Interest is a good thing because it is the incentive that individual institutions use so you will let them borrow your money and then use for issuing loans. What that means in the most simple terms is that when you allow someone to use your money there has to be a reason for you to do so. If a friend comes to you and wants to borrow $1,000 you could lend them the money out of altruism but in reality most loans have an interest rate. The interest you will learn is the incentive for you to loan the money. If they agree to pay you 5% interest then that means after a month when they repay the $1,000 there will also be an additional $50. Now most individuals do not normally act as lenders for things like mortgage and automobile loans. But when you put your money in a bank most institutions will pay interest on the deposits as an incentive to get your business.

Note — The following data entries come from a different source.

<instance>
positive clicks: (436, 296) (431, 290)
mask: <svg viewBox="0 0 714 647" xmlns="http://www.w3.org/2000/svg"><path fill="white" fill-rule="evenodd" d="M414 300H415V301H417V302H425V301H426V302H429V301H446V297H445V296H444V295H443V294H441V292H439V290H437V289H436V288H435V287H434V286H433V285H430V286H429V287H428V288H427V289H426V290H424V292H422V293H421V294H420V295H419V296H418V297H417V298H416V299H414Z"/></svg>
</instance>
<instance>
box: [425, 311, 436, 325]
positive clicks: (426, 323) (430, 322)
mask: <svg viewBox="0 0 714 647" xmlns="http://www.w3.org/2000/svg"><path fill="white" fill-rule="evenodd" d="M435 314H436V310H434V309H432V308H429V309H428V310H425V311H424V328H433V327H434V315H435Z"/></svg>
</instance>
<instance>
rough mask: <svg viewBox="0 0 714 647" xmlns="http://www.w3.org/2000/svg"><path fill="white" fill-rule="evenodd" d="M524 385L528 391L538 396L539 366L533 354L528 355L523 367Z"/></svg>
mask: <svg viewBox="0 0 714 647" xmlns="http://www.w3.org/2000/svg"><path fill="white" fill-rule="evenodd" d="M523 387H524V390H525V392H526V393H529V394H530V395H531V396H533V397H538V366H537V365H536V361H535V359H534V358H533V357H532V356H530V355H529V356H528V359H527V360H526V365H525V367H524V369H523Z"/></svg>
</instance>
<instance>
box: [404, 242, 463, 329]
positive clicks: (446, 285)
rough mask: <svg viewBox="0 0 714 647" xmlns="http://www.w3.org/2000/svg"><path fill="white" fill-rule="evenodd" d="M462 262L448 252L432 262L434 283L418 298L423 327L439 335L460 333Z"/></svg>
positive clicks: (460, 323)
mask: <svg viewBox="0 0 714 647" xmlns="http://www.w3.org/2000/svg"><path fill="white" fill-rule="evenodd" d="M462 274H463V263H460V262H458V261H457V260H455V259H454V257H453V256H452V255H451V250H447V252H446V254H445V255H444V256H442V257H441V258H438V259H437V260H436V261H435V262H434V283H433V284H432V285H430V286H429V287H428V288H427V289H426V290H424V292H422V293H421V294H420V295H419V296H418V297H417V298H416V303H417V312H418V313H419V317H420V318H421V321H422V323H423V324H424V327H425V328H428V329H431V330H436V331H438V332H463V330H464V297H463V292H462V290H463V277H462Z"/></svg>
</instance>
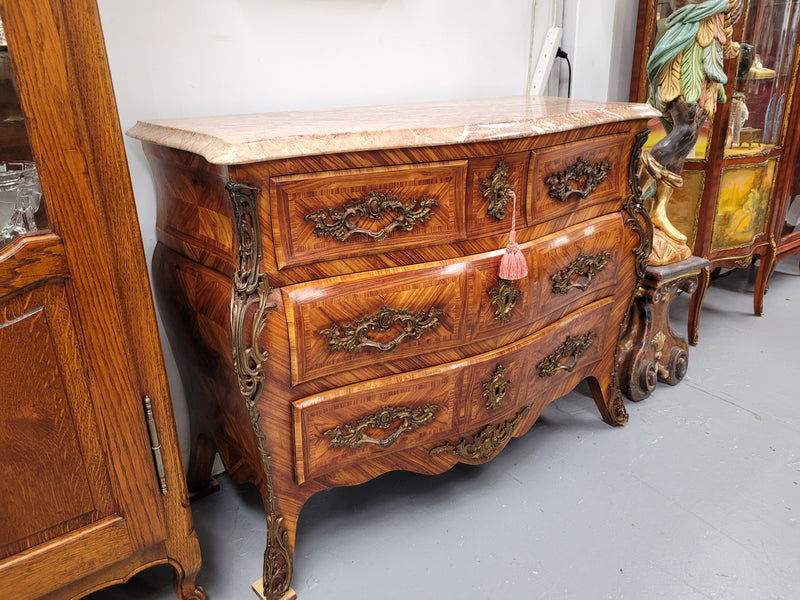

Initially most financial institutions such as banks and credit unions only offered interest on savings accounts and some high-end checking accounts. As more and more consumers became financially educated about various investment vehicles these institutions realized they could get more money from consumers by offering higher interest for different investments. Over time these institutions added investment tools such as money market accounts and certificates of deposit. A money market account is essentially a really fancy checking account that offers slightly higher interest. Certificates of deposit however can offer significantly higher interest because of the one factor that makes them less liquid which is a penalty if the certificate is canceled prior to its maturity date. So if a consumer has $10,000 in a savings account and decides to take $5,000 of that and purchase a 12 month certificate of deposit they will get a higher return on the CD but will pay a penalty if they cancel it prior to its maturing in 12 months.

For individuals with large cash balances it makes sense to move money around so they can earn more interest. One of these moves can entail creating an Individual Retirement Account or IRA which holds within it a money market account. If $100,000 is put into an IRA money market account then the interest which accumulates can grow tax-free until disbursement begins at age 65. This is an important concept because normally interest is taxed every year as earned income so you can have large amounts of tax-deferred interest accumulate over decades which can add up very quickly.

As you can see interest is a very good thing for individuals because without this incentive you might as well keep your money in a bundle under your mattress. The reason why banks and credit unions pay interest is because they make money on the difference between what they pay to account holders and what they charge for mortgage and automobile loans. It would be nice to get a bigger cut of the money they make from these various loans but since accounts are FDIC insured bank holders assume no risk in the loans extended to others. As with all investments in life there is a strong risk to reward correlation and if account holders want more interest than what is offered on a savings account they would need to make different investment decisions and purchase stocks and bonds or precious metals and real estate. At a minimum though it's nice to know that the cash you have in a savings account is doing something even if it doesn't seem like it's doing very much.